A complementary direction towards diversity with a proven track record based on 40 years of work, beginning with Holocaust studies in the United States is offered by Facing History and Ourselves https://www.facinghistory.org/about-us/offices/canada. Like TC2, the Facing History network offers support from colleagues as well as resources. People make choices and choices shape history. This way of looking at history is real; therefore, meaningful and memorable.
How Do I Choose a Path to Pursue?
This series to date has suggested a sequence of implementing these resources beginning with plug and play small additions such as primary source documents or cartoons (Charles Hou) then to lesson and unit sizes (Doing the Right Thing from the Canadian Race Relations Foundation and Voices into Action) then to incorporate a pedagogical framework for more complex units as the resources in this article outline.
The work of James Banks offers another way to revise curriculum to incorporate multicultural perspectives. Here is one version of his progression of implementation approaches to inclusion (https://www.oise.utoronto.ca/edactivism/Activist_Planning_Tools/Model_for_Inclusive_Curriculum.html)

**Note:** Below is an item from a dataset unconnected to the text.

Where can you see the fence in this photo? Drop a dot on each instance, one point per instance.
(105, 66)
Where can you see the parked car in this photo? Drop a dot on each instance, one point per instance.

Contributions Adding diverse hero/ines to the curriculum, selected using criteria similar to those used to select mainstream hero/ines for the curriculum. |
Additive Adding a variety of content, concepts, themes, and perspectives to the curriculum without changing its basic structure. |
Transformation Changing the actual structure of the curriculum to help students to view concepts, issues, events, and themes from the perspectives of diverse groups. |
Social Action Allowing students to make decisions on important social issues and take actions to help solve them. |
As you use the resources featured in this series you can also link them to Banks’ taxonomy of inclusion. Banks’ stages can be mixed and matched to your work as you respond to questions such as the following:
– Hoe do I integrate new content into my curriculum that includes examples from other cultures such as those represented in my school or in broader Canadian society to illustrate disciplinary concepts and modes of thinking?
– How do I efforts to integrate demonstrate that such content is valued?
While first steps at integration may stress contributions and additions the vision is to go beyond to promote societal change.
Part Four
In the next article I will combine pedagogy and integration by returning somewhat to “plug and play” with a set of resources that are new to most of us teaching in Ontario. This combination you can replicate in many ways.
Stay tuned.
End Note
* Similar work in diversifying curricula through a more specific gendered-lens can also be found in OHASSTA circles such as work by OISE’s Rose Fine Meyer.